This print is based on a drawing by Thomas Braddyll who, in 1805, was a Captain of the 2nd Foot Guards, Gillray had etched designs by Braddyll as early as 1800 with A Military Sketch of a Gilt Stick, or Poker Emblazoned (June 11, 1800). More recently Braddyll had supplied the designs for Gillray's two plates based on Gullivers Travels: both titled The King of Brobdingnag and Gulliver (June 26, 1803 and February 10, 1804).

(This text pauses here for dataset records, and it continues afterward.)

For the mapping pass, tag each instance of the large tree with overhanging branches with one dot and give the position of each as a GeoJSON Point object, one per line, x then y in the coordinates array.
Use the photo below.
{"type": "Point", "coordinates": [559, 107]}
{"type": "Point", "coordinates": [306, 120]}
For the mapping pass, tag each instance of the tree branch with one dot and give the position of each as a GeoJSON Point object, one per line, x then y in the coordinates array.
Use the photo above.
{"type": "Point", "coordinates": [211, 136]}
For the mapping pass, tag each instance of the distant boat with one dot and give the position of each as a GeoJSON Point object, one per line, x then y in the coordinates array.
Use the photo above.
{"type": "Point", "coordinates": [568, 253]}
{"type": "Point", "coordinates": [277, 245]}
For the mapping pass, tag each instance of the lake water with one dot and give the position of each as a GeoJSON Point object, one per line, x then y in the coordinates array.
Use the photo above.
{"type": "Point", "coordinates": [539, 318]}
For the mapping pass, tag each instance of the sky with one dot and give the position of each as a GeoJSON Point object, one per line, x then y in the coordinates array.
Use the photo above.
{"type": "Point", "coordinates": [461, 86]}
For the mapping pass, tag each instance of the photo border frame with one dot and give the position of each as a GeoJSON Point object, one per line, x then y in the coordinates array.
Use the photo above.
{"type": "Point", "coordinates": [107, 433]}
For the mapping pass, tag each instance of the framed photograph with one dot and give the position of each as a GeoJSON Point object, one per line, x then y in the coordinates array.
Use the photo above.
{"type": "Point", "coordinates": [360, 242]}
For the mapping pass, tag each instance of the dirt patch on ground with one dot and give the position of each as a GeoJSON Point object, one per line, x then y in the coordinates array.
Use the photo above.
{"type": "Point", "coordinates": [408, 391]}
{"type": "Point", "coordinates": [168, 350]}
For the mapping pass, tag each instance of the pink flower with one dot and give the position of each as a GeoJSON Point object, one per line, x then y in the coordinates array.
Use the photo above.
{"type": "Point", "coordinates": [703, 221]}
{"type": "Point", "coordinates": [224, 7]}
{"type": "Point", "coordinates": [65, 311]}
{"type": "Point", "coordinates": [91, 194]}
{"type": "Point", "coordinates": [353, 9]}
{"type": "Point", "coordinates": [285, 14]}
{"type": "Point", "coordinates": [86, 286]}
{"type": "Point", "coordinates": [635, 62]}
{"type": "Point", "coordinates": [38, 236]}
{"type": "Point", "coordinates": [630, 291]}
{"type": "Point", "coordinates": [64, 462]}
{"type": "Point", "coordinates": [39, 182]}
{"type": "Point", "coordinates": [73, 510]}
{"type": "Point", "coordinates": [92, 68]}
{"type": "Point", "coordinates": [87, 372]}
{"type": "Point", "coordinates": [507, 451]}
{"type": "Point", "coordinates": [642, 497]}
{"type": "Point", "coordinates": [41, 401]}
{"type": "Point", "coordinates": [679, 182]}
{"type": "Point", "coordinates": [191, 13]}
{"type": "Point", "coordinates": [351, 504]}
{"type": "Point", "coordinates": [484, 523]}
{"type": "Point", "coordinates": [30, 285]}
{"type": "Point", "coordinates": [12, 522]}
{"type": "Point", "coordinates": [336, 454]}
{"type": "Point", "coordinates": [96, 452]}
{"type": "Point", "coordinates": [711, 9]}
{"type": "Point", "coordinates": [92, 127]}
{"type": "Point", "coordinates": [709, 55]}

The concept and subtitle of this print, "A Design for an Equestrian Statue from the Original in Windsor Castle," though provided by Braddyll, may have been influenced by another Gillray print, Hint to Modern Sculptors, as an Ornament to a Future Square (1796) which portrays the Prince of Wales on horseback as an (ironic) model for an equestrian statue. In this case, the heavy satire (pun intended) of the 1796 print is replaced by a lighter, sly ambiguity involving the double meaning of "Original." The print pretends to follow an original design in Windsor Castle but what it says is that it is based on the "Original" i.e. an eccentric, who inhabits Windsor Castle.
© Trustees of the British Museum
As the patron saint of England, St. George was a popular subject. Gillray himself had already used him for the 1782 print also named St. George and the Dragon depicting Sir George Rodney defeating a French Dragon. The earliest western version of the story of St. George, derives from the The Golden Legend a compilation of stories of the saints by Jacobus de Varagine. In that version, St. George saves a Princess who was being offered as a sacrifice to a dragon, wounding the beast with his lance and later chopping off his head with a sword. In prints and paintings based on the story, George is most often mounted on a rearing stallion and the princess (when she appears at all) is almost always at a safe distance from the action, usually praying for a successful outcome.
St. George and the Dragon
[ca. 1504]
© Metropolitan Museum of Art
In the Braddyll drawing, as in the Gillray print, the Princess is Britannia, the dragon is Buonaparte, and St George is, of course, King George. But far from being positioned at a safe distance, Britannia is very much implicated in this battle. She seems, in fact, to have been knocked over in the heat of the fight, dropping her spear and shield as Buonaparte falls back. And to make matters worse, as George and his stallion push forward, Britannia in real danger (as her outstretched arm and expression show) of being crushed.
Drawing - St. George and the Dragon
[1805]
© Trustees of the British Museum
In an essay entitled "Unstable Loyalism in James Gillray's The King of Brobdingnag and Gulliver, James Baker has suggested that the Braddyll/Gillray Gulliver prints are more problematic than at first they seem. The same can be said of St. George and the Dragon. What appears, at first as a simple patriotic rescue scene may, in fact, suggest that Britain's prolonged war against France endangers the health and survival of Britain itself.
As usual when he works from an amateur's sketch, Gillray stays close to the orginal in overall design. He simply makes it better—clearer, crisper, more polished. The head of Napoleon is now much more visible, his wings fully articulated. Britannia's shield has been made both more visible and more central and now clearly beneath the serpentine body of Buonaparte.